Michel Thooris, membre du syndicat France Police – Policiers en colère, syndicat minoritaire et très à droite, parle même de “faux journalistes” qui “peuvent se montrer agressifs et essayer de créer une bavure en harcelant les collègues”. Régis Debord parle lui d’une “minorité de journalistes militants (politiques ou associatifs)”, qui seraient “contre l’ordre”. Mais tous deux s’accordent à dire que la liberté de la presse est fondamentale. Ils ne sont d’ailleurs pas forcément d’accord avec l’article 24 qui fait débat et prônent “le respect de la liberté de la presse et son indépendance”, selon les mots de Michel Thooris. 

Des échanges de bons procédés

Pour certains journalistes, les contacts avec la police sont quotidiens et les relations sont donc mieux organisées. Dans leur travail, les faits-diversiers entretiennent des rapports différents avec la police. Pour Willy Graff, chef de l’agence de l’Est Républicain de Besançon (25) et journaliste en faits divers, il y a des rapports cordiaux entre les deux milieux. On doit garder la confiance pour pouvoir avoir des infos en ‘off’”, explique-t-il. Dans le travail de fait-diversier, il faut connaître les hauts gradés et les magistrats, sinon le recueil d’informations sera bien plus compliqué. Mais les contacts avec des policiers plus bas dans la hiérarchie sont aussi nécessaires pour avoir des informations de terrain.

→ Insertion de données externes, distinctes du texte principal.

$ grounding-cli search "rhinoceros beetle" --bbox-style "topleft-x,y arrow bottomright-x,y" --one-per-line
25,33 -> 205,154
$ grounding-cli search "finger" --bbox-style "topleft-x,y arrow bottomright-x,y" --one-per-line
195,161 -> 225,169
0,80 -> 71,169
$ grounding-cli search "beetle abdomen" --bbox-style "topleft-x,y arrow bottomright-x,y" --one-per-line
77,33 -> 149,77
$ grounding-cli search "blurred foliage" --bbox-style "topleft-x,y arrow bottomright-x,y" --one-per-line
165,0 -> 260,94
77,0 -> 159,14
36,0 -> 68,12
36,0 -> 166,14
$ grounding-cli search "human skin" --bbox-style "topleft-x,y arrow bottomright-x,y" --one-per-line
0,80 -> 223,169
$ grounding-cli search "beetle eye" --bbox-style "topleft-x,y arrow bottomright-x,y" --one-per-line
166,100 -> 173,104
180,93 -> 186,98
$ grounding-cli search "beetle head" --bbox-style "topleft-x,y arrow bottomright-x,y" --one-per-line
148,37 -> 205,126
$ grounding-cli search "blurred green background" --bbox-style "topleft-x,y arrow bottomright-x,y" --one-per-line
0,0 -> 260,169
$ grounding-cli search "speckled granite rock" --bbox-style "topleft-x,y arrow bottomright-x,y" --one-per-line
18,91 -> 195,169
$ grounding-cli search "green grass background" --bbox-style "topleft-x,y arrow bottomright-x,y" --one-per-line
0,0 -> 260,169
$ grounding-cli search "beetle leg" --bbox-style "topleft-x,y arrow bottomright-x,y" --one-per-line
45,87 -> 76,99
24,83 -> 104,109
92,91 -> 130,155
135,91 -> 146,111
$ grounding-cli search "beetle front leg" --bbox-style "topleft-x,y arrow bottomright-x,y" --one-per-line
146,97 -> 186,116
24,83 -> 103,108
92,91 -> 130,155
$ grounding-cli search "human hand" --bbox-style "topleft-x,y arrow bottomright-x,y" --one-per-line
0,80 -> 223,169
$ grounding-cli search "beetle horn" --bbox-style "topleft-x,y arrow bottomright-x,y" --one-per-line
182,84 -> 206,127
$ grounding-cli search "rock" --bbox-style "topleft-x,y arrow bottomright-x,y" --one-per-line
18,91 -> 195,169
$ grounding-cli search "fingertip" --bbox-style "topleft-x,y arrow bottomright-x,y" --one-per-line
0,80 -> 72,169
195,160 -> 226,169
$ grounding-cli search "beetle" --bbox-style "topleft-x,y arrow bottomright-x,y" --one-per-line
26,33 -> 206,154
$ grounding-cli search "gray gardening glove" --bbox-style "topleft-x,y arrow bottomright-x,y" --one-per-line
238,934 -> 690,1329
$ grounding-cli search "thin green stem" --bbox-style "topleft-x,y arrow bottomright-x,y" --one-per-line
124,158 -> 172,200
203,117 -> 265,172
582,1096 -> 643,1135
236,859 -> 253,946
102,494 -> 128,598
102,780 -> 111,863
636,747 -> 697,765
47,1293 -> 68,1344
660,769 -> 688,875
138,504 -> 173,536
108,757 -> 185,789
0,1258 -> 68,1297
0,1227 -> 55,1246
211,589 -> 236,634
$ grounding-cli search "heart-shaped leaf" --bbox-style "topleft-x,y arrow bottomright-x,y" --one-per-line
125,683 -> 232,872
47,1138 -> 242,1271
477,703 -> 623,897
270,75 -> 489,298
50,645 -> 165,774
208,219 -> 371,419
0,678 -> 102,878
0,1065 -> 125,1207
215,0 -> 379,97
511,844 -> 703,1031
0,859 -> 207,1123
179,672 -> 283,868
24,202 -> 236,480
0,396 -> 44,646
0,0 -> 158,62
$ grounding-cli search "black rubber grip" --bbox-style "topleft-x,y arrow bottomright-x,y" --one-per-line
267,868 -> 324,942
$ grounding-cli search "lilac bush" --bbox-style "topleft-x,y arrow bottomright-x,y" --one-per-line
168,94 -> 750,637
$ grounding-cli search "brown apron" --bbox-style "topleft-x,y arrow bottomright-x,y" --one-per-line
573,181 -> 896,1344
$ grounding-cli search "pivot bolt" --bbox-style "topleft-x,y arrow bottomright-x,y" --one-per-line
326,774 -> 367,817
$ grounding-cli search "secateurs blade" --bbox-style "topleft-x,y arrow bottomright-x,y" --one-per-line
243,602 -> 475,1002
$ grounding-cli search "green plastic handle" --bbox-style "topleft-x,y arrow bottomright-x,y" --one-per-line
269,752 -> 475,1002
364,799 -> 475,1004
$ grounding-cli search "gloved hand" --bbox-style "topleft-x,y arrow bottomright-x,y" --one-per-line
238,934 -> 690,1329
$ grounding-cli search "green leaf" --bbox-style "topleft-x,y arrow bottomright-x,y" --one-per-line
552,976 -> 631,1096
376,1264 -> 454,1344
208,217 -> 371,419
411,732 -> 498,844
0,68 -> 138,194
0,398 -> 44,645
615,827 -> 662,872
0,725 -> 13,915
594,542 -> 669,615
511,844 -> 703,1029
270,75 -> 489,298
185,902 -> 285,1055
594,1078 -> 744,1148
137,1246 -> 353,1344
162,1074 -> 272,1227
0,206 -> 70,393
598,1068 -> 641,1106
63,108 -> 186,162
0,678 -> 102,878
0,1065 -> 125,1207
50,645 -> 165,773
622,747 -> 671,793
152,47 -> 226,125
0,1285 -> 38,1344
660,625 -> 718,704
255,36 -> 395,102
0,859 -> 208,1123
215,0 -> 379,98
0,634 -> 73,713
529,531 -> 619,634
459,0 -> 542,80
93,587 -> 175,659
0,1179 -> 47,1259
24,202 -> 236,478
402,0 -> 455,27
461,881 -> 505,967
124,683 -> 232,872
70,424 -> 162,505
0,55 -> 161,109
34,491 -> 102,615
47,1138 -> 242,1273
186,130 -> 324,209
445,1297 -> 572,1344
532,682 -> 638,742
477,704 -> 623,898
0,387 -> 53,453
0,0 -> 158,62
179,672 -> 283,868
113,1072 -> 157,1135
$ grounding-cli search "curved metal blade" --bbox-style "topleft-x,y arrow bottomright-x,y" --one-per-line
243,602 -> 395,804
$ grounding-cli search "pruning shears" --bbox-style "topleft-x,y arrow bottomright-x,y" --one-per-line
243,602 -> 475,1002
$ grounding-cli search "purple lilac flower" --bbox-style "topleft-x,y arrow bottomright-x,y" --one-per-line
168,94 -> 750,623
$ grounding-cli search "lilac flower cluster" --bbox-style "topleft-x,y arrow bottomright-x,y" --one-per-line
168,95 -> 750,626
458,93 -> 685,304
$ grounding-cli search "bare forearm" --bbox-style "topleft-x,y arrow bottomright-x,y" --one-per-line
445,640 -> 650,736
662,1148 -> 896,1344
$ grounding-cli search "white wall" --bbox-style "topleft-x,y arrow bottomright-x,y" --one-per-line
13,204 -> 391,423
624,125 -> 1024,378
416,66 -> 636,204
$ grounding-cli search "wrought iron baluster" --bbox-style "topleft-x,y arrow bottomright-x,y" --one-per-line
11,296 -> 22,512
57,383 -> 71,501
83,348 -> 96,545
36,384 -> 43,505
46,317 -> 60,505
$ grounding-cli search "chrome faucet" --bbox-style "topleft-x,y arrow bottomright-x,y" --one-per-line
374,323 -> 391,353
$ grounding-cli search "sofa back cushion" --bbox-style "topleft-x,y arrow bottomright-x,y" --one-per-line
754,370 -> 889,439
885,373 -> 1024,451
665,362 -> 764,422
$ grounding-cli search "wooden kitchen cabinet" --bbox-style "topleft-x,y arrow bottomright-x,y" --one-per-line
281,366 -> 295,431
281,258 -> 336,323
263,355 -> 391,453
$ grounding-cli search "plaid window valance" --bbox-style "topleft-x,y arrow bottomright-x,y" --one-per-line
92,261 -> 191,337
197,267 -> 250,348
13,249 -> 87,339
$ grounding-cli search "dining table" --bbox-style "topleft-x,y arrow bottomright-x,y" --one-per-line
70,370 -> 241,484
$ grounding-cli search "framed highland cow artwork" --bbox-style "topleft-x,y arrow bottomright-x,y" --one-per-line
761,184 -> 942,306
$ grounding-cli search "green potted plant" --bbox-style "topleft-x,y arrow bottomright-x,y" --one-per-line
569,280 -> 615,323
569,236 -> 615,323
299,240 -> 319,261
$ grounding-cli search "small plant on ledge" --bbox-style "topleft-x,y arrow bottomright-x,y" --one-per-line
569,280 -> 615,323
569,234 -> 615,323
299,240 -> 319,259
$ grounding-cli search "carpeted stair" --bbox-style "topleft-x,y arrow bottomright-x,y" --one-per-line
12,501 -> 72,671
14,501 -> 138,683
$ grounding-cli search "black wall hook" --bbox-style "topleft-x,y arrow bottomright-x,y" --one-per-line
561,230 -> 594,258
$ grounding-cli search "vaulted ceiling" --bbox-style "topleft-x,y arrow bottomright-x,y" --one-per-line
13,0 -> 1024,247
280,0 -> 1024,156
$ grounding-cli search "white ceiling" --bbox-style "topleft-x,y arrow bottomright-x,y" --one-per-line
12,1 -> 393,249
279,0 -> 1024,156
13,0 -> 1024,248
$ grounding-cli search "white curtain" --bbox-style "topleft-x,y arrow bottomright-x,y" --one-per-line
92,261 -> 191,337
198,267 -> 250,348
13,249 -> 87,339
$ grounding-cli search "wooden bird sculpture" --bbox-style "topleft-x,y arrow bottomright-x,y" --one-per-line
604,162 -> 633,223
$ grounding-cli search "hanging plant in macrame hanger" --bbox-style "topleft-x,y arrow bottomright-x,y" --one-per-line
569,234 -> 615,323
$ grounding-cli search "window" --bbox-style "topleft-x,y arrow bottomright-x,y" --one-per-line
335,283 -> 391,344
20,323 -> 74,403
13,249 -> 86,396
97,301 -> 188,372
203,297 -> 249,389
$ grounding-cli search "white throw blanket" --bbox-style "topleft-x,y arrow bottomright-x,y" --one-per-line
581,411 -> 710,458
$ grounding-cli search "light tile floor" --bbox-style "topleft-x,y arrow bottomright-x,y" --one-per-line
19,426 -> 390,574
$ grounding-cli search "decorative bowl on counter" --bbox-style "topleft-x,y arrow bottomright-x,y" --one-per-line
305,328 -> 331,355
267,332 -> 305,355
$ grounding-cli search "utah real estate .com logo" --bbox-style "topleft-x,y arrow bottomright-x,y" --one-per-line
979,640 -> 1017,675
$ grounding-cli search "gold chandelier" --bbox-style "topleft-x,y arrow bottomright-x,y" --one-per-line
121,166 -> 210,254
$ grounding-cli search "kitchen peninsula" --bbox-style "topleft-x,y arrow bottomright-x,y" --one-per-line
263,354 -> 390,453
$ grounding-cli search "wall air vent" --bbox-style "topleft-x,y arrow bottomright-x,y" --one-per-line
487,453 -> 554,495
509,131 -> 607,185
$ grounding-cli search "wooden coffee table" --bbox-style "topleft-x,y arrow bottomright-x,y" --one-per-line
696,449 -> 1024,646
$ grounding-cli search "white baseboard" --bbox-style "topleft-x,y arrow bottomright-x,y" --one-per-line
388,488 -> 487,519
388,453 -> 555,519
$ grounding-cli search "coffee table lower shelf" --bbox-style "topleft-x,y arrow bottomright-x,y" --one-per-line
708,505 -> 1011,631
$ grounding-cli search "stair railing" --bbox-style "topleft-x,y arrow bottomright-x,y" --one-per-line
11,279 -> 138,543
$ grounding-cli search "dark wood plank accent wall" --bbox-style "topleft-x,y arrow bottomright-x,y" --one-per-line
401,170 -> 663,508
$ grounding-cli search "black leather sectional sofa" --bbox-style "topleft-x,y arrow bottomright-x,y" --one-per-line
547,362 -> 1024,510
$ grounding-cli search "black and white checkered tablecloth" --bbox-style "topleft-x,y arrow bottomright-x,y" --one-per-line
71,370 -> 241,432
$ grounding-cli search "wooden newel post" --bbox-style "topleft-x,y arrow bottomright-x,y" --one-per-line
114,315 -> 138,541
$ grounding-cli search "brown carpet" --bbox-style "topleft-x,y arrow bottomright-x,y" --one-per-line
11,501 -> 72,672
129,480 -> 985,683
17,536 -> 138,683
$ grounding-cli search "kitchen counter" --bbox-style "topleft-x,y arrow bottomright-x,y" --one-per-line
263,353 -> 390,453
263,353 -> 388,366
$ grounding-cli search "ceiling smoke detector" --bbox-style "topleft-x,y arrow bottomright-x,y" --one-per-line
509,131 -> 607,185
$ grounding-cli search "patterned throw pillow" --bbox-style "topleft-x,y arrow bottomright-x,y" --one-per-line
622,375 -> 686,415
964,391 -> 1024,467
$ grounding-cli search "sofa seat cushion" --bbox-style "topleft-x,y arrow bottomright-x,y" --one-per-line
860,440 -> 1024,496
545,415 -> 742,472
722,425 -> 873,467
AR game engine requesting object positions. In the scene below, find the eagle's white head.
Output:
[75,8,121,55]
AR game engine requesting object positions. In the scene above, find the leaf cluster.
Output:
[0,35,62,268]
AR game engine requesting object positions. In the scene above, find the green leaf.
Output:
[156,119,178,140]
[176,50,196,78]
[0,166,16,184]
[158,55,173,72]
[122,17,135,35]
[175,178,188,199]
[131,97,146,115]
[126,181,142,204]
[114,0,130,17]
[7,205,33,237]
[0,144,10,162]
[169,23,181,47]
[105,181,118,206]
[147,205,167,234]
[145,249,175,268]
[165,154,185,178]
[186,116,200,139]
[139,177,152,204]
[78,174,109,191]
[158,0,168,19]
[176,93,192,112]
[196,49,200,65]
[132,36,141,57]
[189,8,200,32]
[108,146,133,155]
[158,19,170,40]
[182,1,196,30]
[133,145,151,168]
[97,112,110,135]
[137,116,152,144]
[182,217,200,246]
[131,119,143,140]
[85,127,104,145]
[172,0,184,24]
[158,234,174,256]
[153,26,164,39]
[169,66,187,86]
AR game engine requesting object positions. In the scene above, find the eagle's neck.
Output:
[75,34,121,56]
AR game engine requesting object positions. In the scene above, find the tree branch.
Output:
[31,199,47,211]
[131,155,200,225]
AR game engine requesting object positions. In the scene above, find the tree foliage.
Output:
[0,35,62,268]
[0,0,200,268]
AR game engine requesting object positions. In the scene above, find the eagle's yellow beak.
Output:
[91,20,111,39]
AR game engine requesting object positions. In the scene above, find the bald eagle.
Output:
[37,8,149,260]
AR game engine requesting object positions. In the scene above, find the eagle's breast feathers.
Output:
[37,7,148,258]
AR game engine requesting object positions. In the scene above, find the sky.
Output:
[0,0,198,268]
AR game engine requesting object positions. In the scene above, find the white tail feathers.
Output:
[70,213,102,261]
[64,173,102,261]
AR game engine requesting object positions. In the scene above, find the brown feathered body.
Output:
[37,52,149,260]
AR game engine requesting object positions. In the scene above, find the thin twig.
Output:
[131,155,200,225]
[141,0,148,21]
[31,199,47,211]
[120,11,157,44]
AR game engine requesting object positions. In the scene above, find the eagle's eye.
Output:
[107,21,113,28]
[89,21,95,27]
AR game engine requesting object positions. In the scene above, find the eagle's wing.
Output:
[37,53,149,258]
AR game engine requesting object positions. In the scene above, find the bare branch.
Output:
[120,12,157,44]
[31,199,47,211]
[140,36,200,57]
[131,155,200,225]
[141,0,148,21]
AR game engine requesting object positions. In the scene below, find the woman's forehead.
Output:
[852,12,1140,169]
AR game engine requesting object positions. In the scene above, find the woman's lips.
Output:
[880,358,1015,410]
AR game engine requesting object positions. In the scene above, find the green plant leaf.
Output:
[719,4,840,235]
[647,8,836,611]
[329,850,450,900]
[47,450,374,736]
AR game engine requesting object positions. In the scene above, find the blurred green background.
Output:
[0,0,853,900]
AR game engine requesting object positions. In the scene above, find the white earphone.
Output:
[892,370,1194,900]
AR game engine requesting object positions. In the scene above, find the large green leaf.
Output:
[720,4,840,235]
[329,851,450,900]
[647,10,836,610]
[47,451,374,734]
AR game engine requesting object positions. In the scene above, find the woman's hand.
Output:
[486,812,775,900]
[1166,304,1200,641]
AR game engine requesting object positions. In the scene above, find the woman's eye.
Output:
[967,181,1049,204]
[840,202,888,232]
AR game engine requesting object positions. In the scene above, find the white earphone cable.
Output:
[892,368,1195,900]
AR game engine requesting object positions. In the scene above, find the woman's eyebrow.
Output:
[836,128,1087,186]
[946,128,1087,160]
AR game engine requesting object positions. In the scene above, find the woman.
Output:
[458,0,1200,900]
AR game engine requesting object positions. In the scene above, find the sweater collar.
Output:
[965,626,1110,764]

Pendant certaines enquêtes, des échanges de bons procédés se font entre journalistes et policiers. Pendant le temps des enquêtes, il arrive que des policiers ou des magistrats demandent au journal de ne pas divulguer tout de suite une information, pour laisser la police faire son travail. En échange, le média sera le premier informé de l’avancée de l’affaire ou aura des informations en exclusivité. Par exemple, les policiers auront du mal à communiquer tant qu’ils n’auront pas arrêté l’auteur d’un vol”, explique Willy Graff. 

Un équilibre à trouver

Malgré ces relations de proximité avec les forces de l’ordre, Willy Graff rappelle qu’il est journaliste avant tout, et que rien ne doit influencer son travail d’investigation, même si cela déplaît aux policiers. Après la publication d’une vidéo d’un policier frappant un homme à Planoise, quartier sensible de Besançon, le journaliste de 35 ans raconte avoir eu des commentaires de policiers : “Quand on l’a publié dans l’Est Républicain, on a eu des réactions de nos contacts dans la police. Mais même si les policiers ne sont pas contents, c’est notre rôle d’en parler.” Il ajoute qu’il faut trouver le juste équilibre entre bonne entente et respect de l’indépendance.

La captation d'images en manifestations est au centre de la controverse. Photo : Louis Colmagne / Hans Lucas

La captation d’images en manifestations est au centre de la controverse. Photo : Louis Colmagne / Hans Lucas

Au-delà des tensions créées par l’article 24 de la loi “sécurité globale, certains cherchent des solutions. Avec son syndicat, le SNJ-CGT, et d’autres syndicats et fédérations européennes, Emma Audrey a ainsi travaillé sur l’édition d’une charte en direction des policiers et de l’institution. Le texte explique les besoins et les façons de travailler des journalistes sur le terrain et indique des pistes de collaboration avec la police.